Toda a gente faz opções. Eu também faço as minhas. Na política, decidi que o meu inimigo principal é este regime pernicioso em que vivemos há séculos, que consiste em a elite governante viver em permanente divórcio com o País, segura da sua superioridade e das benesses que isso lhe justifica e indiferente à necessidade de estimular o Povo a alçar-se a padrões de modernidade adequados.

Não é minha, a crítica, é dos nossos maiores. E é de sempre.
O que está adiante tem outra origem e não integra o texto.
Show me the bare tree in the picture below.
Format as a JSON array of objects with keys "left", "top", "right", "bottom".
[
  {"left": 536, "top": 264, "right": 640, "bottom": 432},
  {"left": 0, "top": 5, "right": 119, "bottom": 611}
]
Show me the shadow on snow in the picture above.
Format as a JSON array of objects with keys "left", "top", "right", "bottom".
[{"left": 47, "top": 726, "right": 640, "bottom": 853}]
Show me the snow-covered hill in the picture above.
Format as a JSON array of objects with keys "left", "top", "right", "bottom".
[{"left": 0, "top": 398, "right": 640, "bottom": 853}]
Pois eu entendo que é minha responsabilidade lutar para que isto mude. Quero deixar aos meus filhos o legado de ter tentado. Não sinto obrigação de triunfar, mas sinto a Fé de acreditar que, se tiver uma oportunidade, muitos acreditarão comigo e de saber que, se esses muitos forem suficientes, então Portugal mudará.
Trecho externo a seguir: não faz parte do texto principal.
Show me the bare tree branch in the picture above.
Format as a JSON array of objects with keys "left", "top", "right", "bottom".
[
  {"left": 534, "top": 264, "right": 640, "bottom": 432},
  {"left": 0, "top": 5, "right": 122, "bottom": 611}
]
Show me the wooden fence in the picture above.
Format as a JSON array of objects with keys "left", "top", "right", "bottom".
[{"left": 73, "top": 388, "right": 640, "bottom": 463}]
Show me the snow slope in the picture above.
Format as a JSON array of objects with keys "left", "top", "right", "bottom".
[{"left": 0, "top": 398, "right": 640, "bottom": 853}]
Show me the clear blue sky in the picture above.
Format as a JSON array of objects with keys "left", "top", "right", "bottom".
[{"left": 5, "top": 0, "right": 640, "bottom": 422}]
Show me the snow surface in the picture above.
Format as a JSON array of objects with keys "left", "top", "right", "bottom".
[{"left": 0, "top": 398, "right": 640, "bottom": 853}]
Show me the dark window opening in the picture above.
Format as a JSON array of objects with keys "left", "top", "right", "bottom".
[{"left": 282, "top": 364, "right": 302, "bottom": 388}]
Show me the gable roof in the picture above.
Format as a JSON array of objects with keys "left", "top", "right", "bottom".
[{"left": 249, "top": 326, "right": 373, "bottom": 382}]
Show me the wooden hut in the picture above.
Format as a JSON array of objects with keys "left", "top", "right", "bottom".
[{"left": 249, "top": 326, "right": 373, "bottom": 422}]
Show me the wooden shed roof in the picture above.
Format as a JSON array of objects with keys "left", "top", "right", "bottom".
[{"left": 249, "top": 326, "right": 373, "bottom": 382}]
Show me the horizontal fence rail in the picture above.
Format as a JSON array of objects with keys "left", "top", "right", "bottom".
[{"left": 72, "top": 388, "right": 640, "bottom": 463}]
Esta minha decisão implicava escolher adversários e objectivos. O adversário, para mim, é claro: a noção perversa de que "não vale a pena". É esta a arma principal de quem beneficia deste sistema, deste regime. Não precisam de fazer nada para o protegerem, para se protegerem; basta-lhes convencerem quem deseja que as coisas mudem que "não vale a pena". E nós, nos nossos brandos costumes, vamo-nos encolhendo, aceitando que "não vale a pena", assim confirmando que, de facto, não vai valendo a pena.

Pois eu quero morrer gritando que VALE A PENA. O que significa que acredito profundamente que é possível. Basta querer.

Do mesmo modo, para mim o objectivo é claro. Destruir o centralismo em que assenta este sistema, este regime. A centralização é, não tenho dúvidas, o instrumento principal de quem quer manter o actual, e persistente de há séculos, estado de coisas. É através dela que se mantém os privilégios, as benesses e as sinecuras de quem nos vai governando.

É, por conseguinte, contra a centralização que se pode modificar o "estado das coisas". Destruir a concentração do poder, dividi-lo pelos diversos níveis em que poderia, creio, ser melhor exercido, é uma outra forma de distribuir o poder das elites por outras tantas elites, desse modo forçadas a competirem entre si. Sem tabus e sem limites, o que significa, por exemplo, que a regionalização tem méritos, neste pressuposto, como nenhuma outra medida terá. Mas nada se esgota aí.

Acredito que a descentralização será o melhor método para se reconstruir um País mais humano, mais próximo das pessoas e dos seus problemas, mais possuído pelos seus destinatários, que somos todos nós.

Só por estas vias, estou convicto, será possível reconstruir o País num outro modelo, que beneficie um número muito maior de cidadãos, que finalmente coloque o cerne da cidadania nas mãos de uma maioria alargada de cidadãos, a tão propalada classe média, elemento essencial do triunfo dos modelos sociais europeus e conquista fundamental das democracias ocidentais. E, assim, alcandorá-la aos níveis e padrões de vida modernos, das sociedades ocidentais, a que queremos pertencer e de que nos reclamamos, também há séculos.

E que, no fundo, são "o outro" - neste sentido social - de que fala o cristianismo que me inspira; com principal acuidade para os mais desfavorecidos, como é dever de quem "pode".

Por tudo isto, há muito tempo que procuro a oportunidade de poder gritar bem alto que VALE A PENA. Sinto que o momento está a chegar. A oportunidade está à porta. Vem aí verdadeiras alternativas. Espero, e estou a esforçar-me por isso, contribuir para elas com as minhas convicções. Com responsabilidade. Porque,

É POSSÍVEL UM PORTUGAL MELHOR. BASTA QUERER.